Writing about the Ashantee War of 1873-1874, Wolseley attributes its cause, and the cause of other African conflicts, to the abolition of the slave trade.
It is not easy to define the immediate cause of every war we have waged on the West Coast of Africa. We may, however, truthfully assert that most of them grew out of our abolition of the Slave Trade. As the King of Ashantee’s revenue, which had been considerable, was chiefly derived from the sale of slaves captured in his frequent wars, he was naturally furious with us for having thus deprived him of his market for them.

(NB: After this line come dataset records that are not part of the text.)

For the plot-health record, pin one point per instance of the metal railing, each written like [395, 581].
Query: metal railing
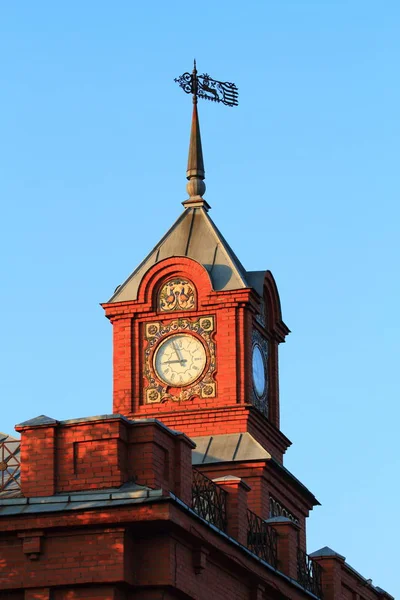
[309, 573]
[209, 500]
[262, 539]
[10, 467]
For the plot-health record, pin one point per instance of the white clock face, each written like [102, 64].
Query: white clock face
[258, 364]
[180, 359]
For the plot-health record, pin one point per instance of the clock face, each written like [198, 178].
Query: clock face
[258, 364]
[180, 359]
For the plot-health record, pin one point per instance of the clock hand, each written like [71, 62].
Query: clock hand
[167, 362]
[178, 353]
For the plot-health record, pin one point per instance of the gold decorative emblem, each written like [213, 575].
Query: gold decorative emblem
[177, 294]
[179, 360]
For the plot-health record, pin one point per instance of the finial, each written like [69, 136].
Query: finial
[210, 89]
[195, 168]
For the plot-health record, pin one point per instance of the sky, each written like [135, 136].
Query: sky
[302, 177]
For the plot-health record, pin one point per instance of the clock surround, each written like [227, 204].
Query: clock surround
[156, 334]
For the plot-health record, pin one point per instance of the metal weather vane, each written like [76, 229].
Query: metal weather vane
[203, 86]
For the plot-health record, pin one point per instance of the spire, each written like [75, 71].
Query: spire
[195, 169]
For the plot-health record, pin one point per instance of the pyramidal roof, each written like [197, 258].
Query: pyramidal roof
[194, 235]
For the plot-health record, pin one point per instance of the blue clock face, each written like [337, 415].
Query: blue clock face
[258, 364]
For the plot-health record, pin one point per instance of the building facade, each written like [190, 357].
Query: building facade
[181, 491]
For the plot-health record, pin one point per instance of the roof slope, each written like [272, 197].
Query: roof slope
[195, 236]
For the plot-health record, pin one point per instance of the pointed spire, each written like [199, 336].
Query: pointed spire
[195, 169]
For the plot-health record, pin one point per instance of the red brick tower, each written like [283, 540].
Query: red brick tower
[196, 340]
[181, 492]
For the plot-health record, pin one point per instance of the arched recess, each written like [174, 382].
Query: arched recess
[176, 267]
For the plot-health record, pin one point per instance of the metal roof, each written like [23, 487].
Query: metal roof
[230, 447]
[194, 235]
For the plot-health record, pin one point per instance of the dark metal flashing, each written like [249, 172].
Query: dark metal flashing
[43, 421]
[87, 500]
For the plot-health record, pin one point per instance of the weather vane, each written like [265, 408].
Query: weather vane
[203, 86]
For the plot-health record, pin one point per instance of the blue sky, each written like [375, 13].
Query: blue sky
[302, 178]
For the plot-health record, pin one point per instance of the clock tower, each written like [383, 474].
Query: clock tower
[196, 335]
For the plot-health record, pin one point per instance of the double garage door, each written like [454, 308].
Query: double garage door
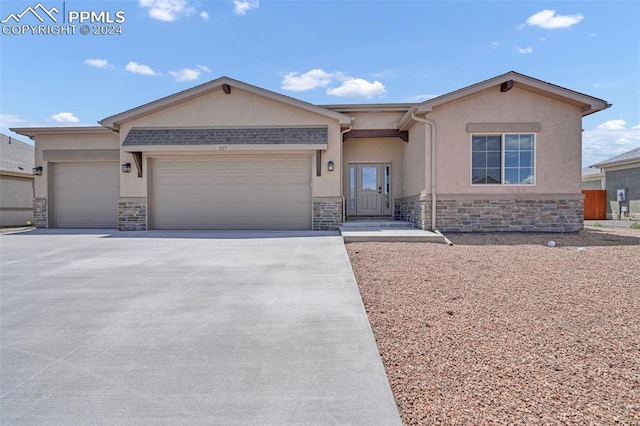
[230, 192]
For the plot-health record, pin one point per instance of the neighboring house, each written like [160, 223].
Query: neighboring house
[622, 174]
[592, 178]
[16, 181]
[500, 155]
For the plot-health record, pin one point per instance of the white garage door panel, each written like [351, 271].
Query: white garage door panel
[85, 195]
[232, 193]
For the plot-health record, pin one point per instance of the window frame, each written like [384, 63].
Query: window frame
[502, 159]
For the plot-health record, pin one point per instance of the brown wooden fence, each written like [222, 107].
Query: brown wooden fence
[595, 204]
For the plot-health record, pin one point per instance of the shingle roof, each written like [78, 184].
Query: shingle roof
[627, 157]
[224, 136]
[15, 156]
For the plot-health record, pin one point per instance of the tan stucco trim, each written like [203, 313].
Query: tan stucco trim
[225, 148]
[133, 199]
[503, 127]
[115, 121]
[587, 103]
[27, 175]
[58, 155]
[510, 196]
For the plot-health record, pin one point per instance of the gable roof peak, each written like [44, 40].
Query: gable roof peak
[506, 81]
[227, 84]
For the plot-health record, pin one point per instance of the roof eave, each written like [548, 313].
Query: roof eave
[607, 164]
[31, 132]
[590, 104]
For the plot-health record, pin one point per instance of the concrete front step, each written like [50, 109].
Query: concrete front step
[357, 224]
[391, 234]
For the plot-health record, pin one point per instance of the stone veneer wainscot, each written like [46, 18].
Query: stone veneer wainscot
[327, 213]
[40, 213]
[536, 215]
[132, 214]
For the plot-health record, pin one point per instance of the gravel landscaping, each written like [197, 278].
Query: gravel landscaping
[501, 328]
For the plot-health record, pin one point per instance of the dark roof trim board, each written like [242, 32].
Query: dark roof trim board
[228, 136]
[628, 157]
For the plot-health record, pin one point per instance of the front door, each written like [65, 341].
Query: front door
[369, 189]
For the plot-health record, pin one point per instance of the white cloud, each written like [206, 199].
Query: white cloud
[612, 125]
[65, 117]
[358, 87]
[524, 50]
[98, 63]
[297, 82]
[548, 20]
[137, 68]
[608, 140]
[186, 74]
[349, 86]
[167, 10]
[7, 120]
[241, 7]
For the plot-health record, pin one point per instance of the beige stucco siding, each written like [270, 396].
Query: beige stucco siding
[558, 144]
[377, 150]
[16, 200]
[375, 120]
[414, 162]
[237, 109]
[72, 141]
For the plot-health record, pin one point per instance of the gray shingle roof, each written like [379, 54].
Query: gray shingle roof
[15, 156]
[628, 156]
[224, 136]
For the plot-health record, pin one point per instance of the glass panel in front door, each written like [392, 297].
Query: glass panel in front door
[369, 196]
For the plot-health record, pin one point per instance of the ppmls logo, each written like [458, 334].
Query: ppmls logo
[41, 20]
[34, 11]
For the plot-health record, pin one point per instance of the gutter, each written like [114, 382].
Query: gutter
[432, 125]
[342, 169]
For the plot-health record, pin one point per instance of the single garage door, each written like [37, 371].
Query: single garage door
[231, 192]
[85, 195]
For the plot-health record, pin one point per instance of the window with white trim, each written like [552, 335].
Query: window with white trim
[504, 159]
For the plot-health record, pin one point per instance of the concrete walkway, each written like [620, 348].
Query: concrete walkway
[195, 328]
[388, 231]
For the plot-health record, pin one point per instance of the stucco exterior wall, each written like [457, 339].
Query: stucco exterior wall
[377, 150]
[67, 141]
[237, 109]
[558, 144]
[16, 200]
[414, 162]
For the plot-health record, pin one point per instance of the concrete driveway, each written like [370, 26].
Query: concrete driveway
[259, 328]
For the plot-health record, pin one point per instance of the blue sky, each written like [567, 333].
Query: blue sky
[324, 52]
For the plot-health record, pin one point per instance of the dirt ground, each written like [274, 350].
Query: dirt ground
[502, 329]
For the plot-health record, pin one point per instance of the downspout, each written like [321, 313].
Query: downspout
[432, 125]
[344, 202]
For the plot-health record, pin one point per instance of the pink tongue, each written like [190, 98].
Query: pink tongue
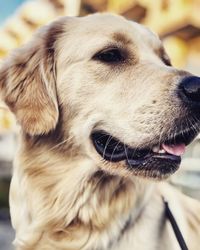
[174, 149]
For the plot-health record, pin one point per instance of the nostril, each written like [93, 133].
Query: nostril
[190, 87]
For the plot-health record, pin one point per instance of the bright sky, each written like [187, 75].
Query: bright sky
[8, 7]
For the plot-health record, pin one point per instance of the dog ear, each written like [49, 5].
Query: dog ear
[28, 82]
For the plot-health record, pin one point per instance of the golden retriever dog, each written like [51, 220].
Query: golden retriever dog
[104, 117]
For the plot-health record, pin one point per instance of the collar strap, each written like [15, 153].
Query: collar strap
[176, 229]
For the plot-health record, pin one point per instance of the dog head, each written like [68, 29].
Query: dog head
[106, 85]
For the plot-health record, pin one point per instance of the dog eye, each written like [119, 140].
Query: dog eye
[166, 60]
[109, 56]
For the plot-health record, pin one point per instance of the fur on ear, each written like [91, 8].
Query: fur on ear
[28, 81]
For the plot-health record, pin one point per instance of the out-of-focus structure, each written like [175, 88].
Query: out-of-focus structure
[176, 21]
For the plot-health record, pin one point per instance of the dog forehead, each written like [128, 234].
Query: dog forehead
[97, 28]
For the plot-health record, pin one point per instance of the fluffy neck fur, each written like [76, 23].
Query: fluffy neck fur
[70, 203]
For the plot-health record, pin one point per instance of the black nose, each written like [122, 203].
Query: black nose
[190, 89]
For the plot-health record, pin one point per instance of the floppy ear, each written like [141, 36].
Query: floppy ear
[28, 82]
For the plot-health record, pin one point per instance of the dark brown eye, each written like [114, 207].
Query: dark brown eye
[110, 56]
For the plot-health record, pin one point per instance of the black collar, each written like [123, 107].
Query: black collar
[175, 227]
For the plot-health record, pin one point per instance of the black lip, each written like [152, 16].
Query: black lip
[111, 149]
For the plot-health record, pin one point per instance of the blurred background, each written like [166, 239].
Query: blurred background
[176, 21]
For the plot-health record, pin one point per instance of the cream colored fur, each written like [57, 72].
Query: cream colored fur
[63, 196]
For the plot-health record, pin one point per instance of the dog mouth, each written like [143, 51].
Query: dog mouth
[158, 160]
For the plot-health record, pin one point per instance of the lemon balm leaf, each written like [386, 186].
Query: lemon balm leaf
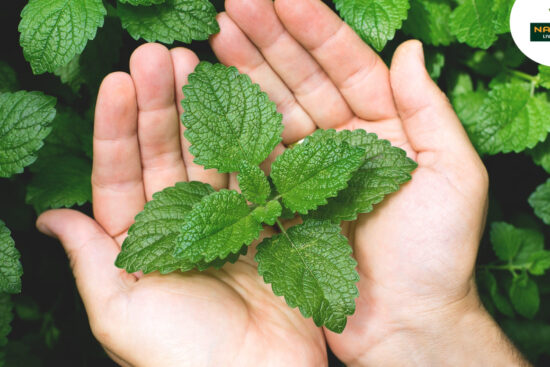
[219, 225]
[151, 239]
[383, 169]
[10, 267]
[310, 173]
[472, 22]
[173, 20]
[53, 32]
[374, 20]
[25, 120]
[311, 266]
[510, 120]
[229, 120]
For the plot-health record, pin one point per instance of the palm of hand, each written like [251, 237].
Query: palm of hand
[416, 249]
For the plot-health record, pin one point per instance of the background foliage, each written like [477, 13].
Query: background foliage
[501, 97]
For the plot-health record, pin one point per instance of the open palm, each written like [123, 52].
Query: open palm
[415, 252]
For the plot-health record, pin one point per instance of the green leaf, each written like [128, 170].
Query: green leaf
[435, 61]
[142, 2]
[219, 225]
[152, 238]
[524, 294]
[10, 267]
[6, 316]
[472, 22]
[522, 249]
[541, 154]
[459, 82]
[383, 169]
[374, 20]
[306, 175]
[540, 262]
[428, 21]
[54, 31]
[510, 120]
[229, 120]
[544, 76]
[310, 265]
[62, 172]
[174, 20]
[506, 240]
[253, 183]
[540, 202]
[8, 79]
[484, 63]
[487, 280]
[269, 213]
[25, 119]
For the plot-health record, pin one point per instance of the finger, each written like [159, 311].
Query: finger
[184, 62]
[91, 252]
[296, 67]
[158, 122]
[232, 47]
[430, 123]
[117, 186]
[355, 69]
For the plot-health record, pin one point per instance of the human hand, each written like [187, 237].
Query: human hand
[212, 318]
[416, 252]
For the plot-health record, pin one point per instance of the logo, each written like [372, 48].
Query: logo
[540, 32]
[530, 27]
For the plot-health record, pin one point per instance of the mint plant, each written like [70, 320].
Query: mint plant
[329, 177]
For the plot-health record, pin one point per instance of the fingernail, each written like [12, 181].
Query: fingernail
[420, 51]
[45, 229]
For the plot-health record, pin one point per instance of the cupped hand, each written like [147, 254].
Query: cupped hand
[416, 251]
[213, 318]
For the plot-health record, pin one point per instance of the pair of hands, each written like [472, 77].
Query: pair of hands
[416, 252]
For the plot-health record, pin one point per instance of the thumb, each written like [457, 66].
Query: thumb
[428, 118]
[91, 252]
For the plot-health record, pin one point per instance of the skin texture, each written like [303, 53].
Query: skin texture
[416, 252]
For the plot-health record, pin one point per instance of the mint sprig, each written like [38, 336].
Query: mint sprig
[331, 176]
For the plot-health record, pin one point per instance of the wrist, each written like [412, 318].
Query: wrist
[462, 333]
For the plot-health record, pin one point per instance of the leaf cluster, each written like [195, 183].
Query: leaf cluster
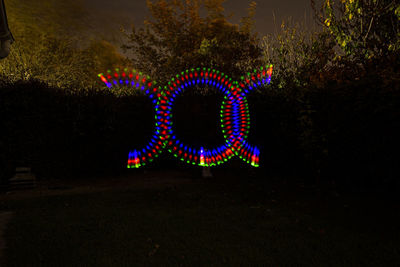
[182, 34]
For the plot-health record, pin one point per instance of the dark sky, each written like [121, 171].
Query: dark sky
[108, 14]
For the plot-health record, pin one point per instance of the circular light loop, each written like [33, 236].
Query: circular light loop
[235, 115]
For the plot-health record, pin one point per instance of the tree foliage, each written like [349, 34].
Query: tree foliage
[363, 29]
[177, 37]
[50, 46]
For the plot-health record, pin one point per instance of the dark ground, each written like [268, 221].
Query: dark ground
[176, 218]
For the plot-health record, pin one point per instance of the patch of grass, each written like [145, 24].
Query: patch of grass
[224, 221]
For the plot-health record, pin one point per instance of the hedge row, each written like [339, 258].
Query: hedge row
[344, 134]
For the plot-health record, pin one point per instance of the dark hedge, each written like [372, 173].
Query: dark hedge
[344, 135]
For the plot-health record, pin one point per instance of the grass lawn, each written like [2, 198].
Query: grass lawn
[174, 219]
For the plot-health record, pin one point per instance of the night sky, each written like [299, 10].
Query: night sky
[108, 15]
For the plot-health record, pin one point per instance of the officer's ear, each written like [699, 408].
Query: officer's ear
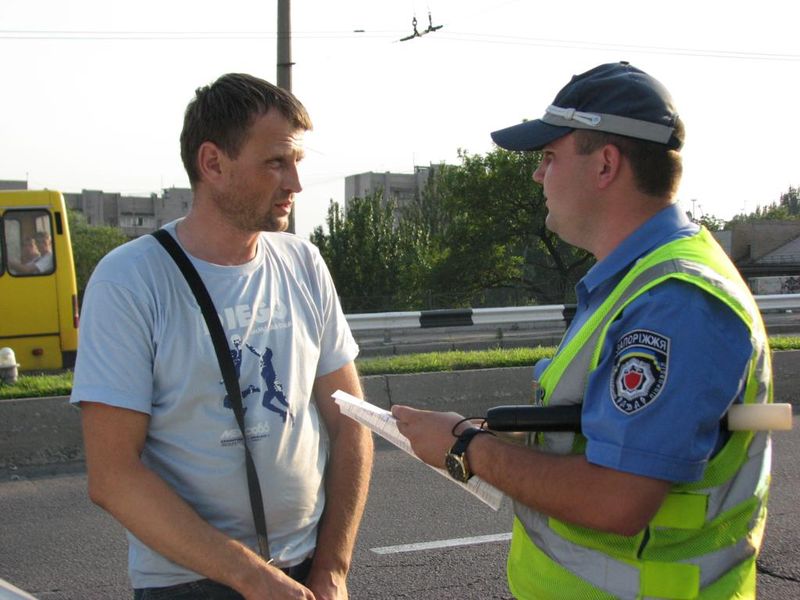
[609, 163]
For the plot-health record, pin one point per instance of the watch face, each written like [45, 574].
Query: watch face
[455, 467]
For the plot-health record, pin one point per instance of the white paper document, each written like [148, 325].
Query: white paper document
[383, 423]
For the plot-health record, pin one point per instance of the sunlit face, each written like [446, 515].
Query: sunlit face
[260, 183]
[43, 244]
[564, 176]
[29, 250]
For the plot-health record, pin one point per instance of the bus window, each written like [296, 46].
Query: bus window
[29, 242]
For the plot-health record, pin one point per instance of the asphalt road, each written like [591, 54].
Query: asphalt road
[55, 544]
[478, 337]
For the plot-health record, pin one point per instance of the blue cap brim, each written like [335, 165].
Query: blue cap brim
[530, 135]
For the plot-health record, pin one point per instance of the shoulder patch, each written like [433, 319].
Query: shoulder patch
[641, 362]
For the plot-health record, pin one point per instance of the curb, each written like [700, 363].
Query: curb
[42, 431]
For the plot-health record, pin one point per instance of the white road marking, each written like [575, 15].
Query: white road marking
[481, 539]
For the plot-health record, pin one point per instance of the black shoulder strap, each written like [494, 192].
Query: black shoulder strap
[228, 375]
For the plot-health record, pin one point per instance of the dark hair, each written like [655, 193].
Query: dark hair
[656, 169]
[223, 112]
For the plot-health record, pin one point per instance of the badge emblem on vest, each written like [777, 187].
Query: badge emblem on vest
[640, 369]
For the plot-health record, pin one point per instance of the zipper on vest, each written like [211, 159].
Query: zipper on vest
[643, 543]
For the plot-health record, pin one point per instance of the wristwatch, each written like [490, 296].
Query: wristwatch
[456, 459]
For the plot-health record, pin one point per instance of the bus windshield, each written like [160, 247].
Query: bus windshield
[28, 242]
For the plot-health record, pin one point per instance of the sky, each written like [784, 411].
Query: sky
[92, 93]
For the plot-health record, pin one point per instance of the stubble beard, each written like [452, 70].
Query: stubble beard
[243, 213]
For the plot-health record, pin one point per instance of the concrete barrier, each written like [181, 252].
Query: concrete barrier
[41, 431]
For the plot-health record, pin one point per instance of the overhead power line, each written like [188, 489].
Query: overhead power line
[450, 36]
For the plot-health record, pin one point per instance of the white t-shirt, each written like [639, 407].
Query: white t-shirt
[44, 264]
[144, 346]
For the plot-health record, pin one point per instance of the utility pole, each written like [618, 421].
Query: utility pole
[285, 60]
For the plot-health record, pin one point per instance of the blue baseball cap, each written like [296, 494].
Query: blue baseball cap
[614, 98]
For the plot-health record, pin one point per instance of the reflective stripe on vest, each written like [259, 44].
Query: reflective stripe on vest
[737, 477]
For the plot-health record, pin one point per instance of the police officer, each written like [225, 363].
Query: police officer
[655, 498]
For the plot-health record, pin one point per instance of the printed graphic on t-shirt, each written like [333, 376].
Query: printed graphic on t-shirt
[641, 359]
[273, 396]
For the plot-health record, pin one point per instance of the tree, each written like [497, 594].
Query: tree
[493, 235]
[375, 261]
[90, 244]
[787, 208]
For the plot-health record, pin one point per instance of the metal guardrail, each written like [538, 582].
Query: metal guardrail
[509, 315]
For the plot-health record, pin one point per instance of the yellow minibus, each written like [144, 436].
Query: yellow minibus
[38, 293]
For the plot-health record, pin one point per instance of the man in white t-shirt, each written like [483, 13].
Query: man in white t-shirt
[164, 453]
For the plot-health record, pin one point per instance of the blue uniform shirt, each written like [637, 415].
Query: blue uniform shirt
[671, 365]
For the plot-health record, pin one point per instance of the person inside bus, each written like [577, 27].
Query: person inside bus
[36, 264]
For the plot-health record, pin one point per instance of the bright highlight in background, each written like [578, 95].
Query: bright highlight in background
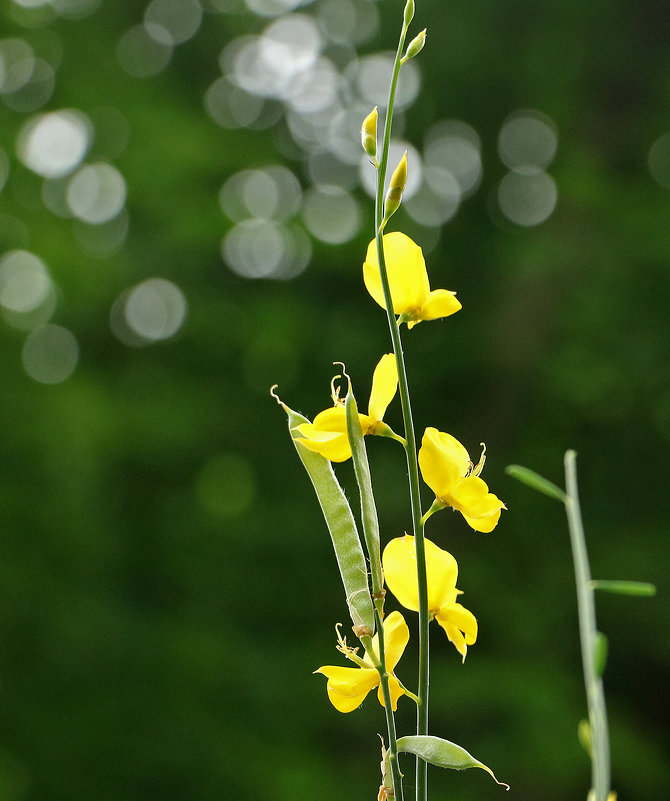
[50, 354]
[53, 144]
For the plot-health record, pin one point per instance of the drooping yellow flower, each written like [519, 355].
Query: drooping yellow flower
[328, 436]
[447, 469]
[412, 297]
[399, 562]
[348, 687]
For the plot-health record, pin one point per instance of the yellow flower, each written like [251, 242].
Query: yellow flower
[448, 471]
[347, 687]
[399, 562]
[408, 281]
[328, 436]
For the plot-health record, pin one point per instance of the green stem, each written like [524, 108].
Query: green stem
[388, 708]
[588, 633]
[410, 439]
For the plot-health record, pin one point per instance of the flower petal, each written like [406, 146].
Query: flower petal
[399, 562]
[396, 637]
[484, 525]
[460, 626]
[440, 303]
[406, 270]
[395, 689]
[384, 386]
[331, 444]
[443, 462]
[471, 496]
[347, 687]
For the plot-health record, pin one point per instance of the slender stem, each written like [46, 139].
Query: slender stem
[588, 633]
[388, 707]
[410, 439]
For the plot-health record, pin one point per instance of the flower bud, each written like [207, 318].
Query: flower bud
[395, 190]
[409, 12]
[369, 133]
[415, 46]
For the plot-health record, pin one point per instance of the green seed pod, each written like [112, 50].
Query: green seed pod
[600, 654]
[342, 527]
[408, 13]
[369, 134]
[415, 46]
[395, 190]
[442, 753]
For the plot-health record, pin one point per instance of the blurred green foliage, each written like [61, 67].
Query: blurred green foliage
[166, 581]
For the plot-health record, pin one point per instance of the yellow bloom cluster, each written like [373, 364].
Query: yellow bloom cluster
[411, 295]
[348, 687]
[445, 467]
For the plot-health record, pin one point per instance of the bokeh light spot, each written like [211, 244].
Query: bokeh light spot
[452, 149]
[373, 77]
[271, 192]
[36, 91]
[278, 63]
[274, 8]
[368, 172]
[527, 196]
[331, 214]
[50, 354]
[527, 138]
[25, 283]
[266, 249]
[53, 144]
[17, 61]
[96, 193]
[154, 310]
[172, 22]
[140, 55]
[4, 168]
[659, 160]
[230, 106]
[433, 210]
[226, 486]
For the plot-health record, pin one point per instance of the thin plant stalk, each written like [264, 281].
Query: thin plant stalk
[410, 439]
[588, 634]
[388, 709]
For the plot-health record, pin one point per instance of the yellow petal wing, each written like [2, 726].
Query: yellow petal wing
[384, 386]
[399, 561]
[347, 687]
[396, 691]
[471, 496]
[396, 637]
[406, 269]
[440, 303]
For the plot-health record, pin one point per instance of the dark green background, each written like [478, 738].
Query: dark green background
[155, 646]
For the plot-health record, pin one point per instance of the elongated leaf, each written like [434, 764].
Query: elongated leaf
[342, 528]
[536, 481]
[443, 754]
[368, 507]
[640, 588]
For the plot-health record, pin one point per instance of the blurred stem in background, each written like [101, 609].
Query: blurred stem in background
[594, 735]
[382, 212]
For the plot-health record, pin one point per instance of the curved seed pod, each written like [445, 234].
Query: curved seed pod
[369, 134]
[442, 753]
[395, 190]
[368, 507]
[342, 528]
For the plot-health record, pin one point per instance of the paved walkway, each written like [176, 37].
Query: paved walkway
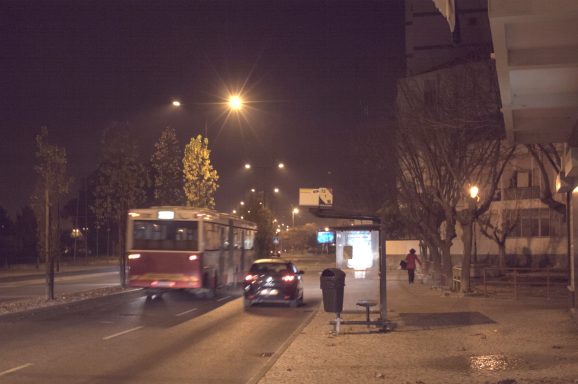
[439, 337]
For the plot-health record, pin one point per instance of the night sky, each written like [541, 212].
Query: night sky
[312, 72]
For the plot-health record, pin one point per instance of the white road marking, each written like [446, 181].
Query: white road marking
[185, 312]
[122, 333]
[15, 369]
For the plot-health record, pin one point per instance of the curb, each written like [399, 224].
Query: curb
[32, 311]
[263, 371]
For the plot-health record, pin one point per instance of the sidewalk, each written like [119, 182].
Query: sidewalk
[439, 338]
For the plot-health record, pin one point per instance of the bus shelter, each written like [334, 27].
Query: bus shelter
[357, 254]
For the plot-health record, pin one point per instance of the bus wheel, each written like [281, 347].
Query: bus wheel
[212, 293]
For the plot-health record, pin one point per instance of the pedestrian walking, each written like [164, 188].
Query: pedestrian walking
[410, 260]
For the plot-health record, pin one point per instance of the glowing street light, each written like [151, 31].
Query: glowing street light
[235, 102]
[293, 213]
[474, 191]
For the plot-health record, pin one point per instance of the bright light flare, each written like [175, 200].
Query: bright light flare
[288, 278]
[235, 102]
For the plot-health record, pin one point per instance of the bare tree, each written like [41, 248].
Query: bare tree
[547, 157]
[53, 182]
[167, 169]
[120, 184]
[498, 225]
[450, 138]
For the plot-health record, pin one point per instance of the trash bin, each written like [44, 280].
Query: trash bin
[332, 283]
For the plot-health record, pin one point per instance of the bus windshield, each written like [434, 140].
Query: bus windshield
[165, 235]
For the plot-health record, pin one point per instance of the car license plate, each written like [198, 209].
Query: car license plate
[268, 292]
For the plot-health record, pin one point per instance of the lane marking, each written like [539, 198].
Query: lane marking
[15, 369]
[185, 312]
[121, 333]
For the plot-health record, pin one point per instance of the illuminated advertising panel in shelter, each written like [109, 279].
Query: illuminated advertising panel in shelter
[325, 237]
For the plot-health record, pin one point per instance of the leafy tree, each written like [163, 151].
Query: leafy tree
[166, 163]
[25, 234]
[255, 211]
[121, 182]
[199, 176]
[52, 183]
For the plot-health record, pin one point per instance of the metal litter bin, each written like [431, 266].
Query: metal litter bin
[332, 285]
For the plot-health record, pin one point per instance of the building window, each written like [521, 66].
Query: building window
[536, 222]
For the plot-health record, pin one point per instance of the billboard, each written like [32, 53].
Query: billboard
[325, 237]
[316, 197]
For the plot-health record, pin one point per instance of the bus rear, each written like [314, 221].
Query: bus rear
[163, 252]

After arriving at Cape Coast Castle on the Gold Coast of West Africa, Wolseley grapples with his thoughts on slavery:
The morning after my arrival I walked about “my capital,” desirous of liking it and its people; but although it has been some centuries in the hands of Europeans I found the town negro an objectionable animal. His vanity, pretensions, his vulgar swagger, made one feel how much more useful he would be if we had never emancipated him. The term “slave” jars upon our ears, and yet the more one sees of the negro at Cape Coast, the more one realized that he was intended to be the white man’s servant. Amongst other places I visited the old castle, built originally by the Portuguese, which still has the armorial bearings of that nation over its gate. There I saw the horrible dens in which the slaves, purchased from the interior, and chiefly from the Ashantees, used formerly to be immured until some slaver arrived to take them to be sold like cattle in the colonies. Those dungeons made me realize with what truth John Wesley had denounced the slave trade as “that execrable sum of all villainies.” Let the man who would question that truth visit the old slave pens of Cape Coast Castle.
However, Wolseley continues to vacillate on the treatment of Africans in describing his Commissariat Officer:
I had selected him for this work because he thoroughly understood the negro character, and had long experience in dealing with black races both in the West Indies and upon this very coast. Thousands of these Cape Coast negroes knew him personally, and all knew him by reputation to be a just man, but one who would not submit to their nonsense: whilst they feared him they were fond of him. He was a man amongst many, and to me he was worth any thousand other men I could have found. He made light of the climate and was an indefatigable worker. A first-rate Commissariat Officer, he could get more out of the negro than any man I ever met: he was indeed a man after my own heart.